Bardzo słabe mecze zanotował Przemysław Frankowski, dla którego był to 47. i 48. mecz w narodowych barwach. Jedyne, co można powiedzieć o jego występach w obu tych meczach, to często nieudana wrzutka. W przypadku prawego wahadłowego reprezentacji można mieć wiele zastrzeżeń odnośnie do jego wkładu w grę. W ostatnich miesiącach dało się zobaczyć coraz to bardziej apatyczną formę Frankowskiego, który w kadrze nie pokazywał tego co choćby w Ligue 1. Kompletnie zagubiony, przegrywający pojedynki. Dało się go bardzo łatwo rozczytać, gdyż był bardzo jednowymiarowy.
***
Wyżej wymienieni zostali najwięksi przegrani zgrupowania, jednak nie można zapominać o choćby Jakubie Piotrowskim, który kompletnie nie wykorzystał swojej szansy. Jeśli chodzi o Piotrowskiego, można było odnieść wrażenie, iż piłkarz Łudogorca był ociężały i ospały. Często był wręcz jak wóz z węglem, który potrzebował wiele czasu, by ruszyć. W bardzo prostych sytuacjach gubił piłkę i miał problemy z przyjęciem, przez co zabierał szansę na płynne wyjście spod pressingu Litwinów.

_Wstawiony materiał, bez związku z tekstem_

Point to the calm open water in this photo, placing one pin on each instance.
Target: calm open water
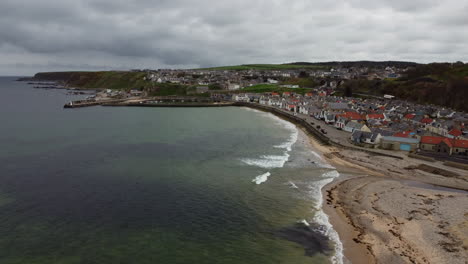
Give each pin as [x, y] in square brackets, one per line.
[155, 185]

Michał Probierz – kolejne niezrozumiałe decyzje
Michała Probierza można krytykować za wiele rzeczy, ale jego ciągle zmieniane decyzje robią się już trochę nudne. Aktualnie tylko jedno słowo jest w stanie opisać reprezentację Polski – chaos. Trudno jest wymyślić i domyśleć się, co nowego wykombinuje nasz selekcjoner. Bardzo często decyduje się na niekonwencjonalne rozwiązania, które rzadko kiedy znajdują odzwierciedlenie w rzeczywistości. Zacznijmy od samego początku. Michał Probierz na marcowe zgrupowanie nie zdecydował się na powołanie nikogo nowego. Selekcjoner postawił na sprawdzonych i doświadczonych graczy, którzy mieli wprowadzić względny spokój do kadry.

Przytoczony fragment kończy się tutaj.